Union Therapeutics A/S in Hellerup, Denmark develops treatments for inflammatory and infectious diseases, including Covid-19. Among the company’s therapy candidates is niclosamide, originally created as an anti-parasitic drug, which Union Therapeutics reformulates into an ointment for atopic dermatitis, also known as eczema, and is testing in a mid-stage clinical trial. The company points to data from a study in Korea published in June 2020, showing niclosamide as a particularly promising candidate, already approved by FDA, that acts against SARS-CoV-2 viruses responsible for Covid-19.

Union reconstitutes niclosamide as a treatment and vaccine against Covid-19 infections. The treatment candidate, code-named UNI91104, is formulated as a nasal spray, since an oral form of the drug dissipates in the blood stream before reaching the nasal passages and lungs where it can do the most good. The company says UNI91104 blocks replication of the SARS-CoV-2 virus, reduces inflammation, and helps open the airways, with results shown in preclinical tests with animals.

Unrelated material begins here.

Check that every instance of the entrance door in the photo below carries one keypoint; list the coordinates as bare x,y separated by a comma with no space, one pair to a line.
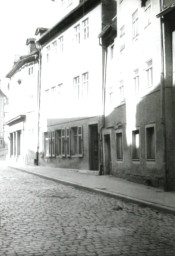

No more than mild adverse effects

The early-stage clinical trial, conducted by Union Therapeutics, enrolled healthy adult volunteers in Denmark. The study team tested various doses of UNI91104 nasal spray, looking primarily for any adverse effects from the drug, from one to seven days following the treatment. The paper reports on 44 participants, 34 receiving UNI91104 and 10 placebo recipients. The 34 recipients of UNI91104 were randomly assigned to receive one of four escalating doses in one day, or five doses of the drug in 2.5 days.

The results show only mild adverse effects from UNI91104 and no serious reactions to the drug. Of the volunteers, 26 reported mild and temporary upper-respiratory irritations. Tests of respiratory function given to participants show no evidence of difference between UNI91104 and placebo recipients. Blood tests of participants receiving UNI91104 show varying levels of the drug depending on dosage size, but no long-term accumulation.

Vibeke Backer, a pulmonologist at Rigshospitalet in Copenhagen, is the study’s principal investigator and first author of the paper. Backer notes in a Union Therapeutics statement that “the poor bioavailability of niclosamide is addressed, enabling a high drug concentration in the area from which the Covid-19 infection otherwise starts to spread. In this way, inhaled drugs have been crucial in the management of other respiratory conditions such as asthma.”

Union Therapeutics is also testing its formulation of niclosamide as a preventative vaccine code-named UNI91103, but for more vulnerable patients. A clinical trial of UNI91103 is testing the vaccine among patients in the U.K. with kidney disorders, considered a high-risk population that may not respond to conventional vaccinations.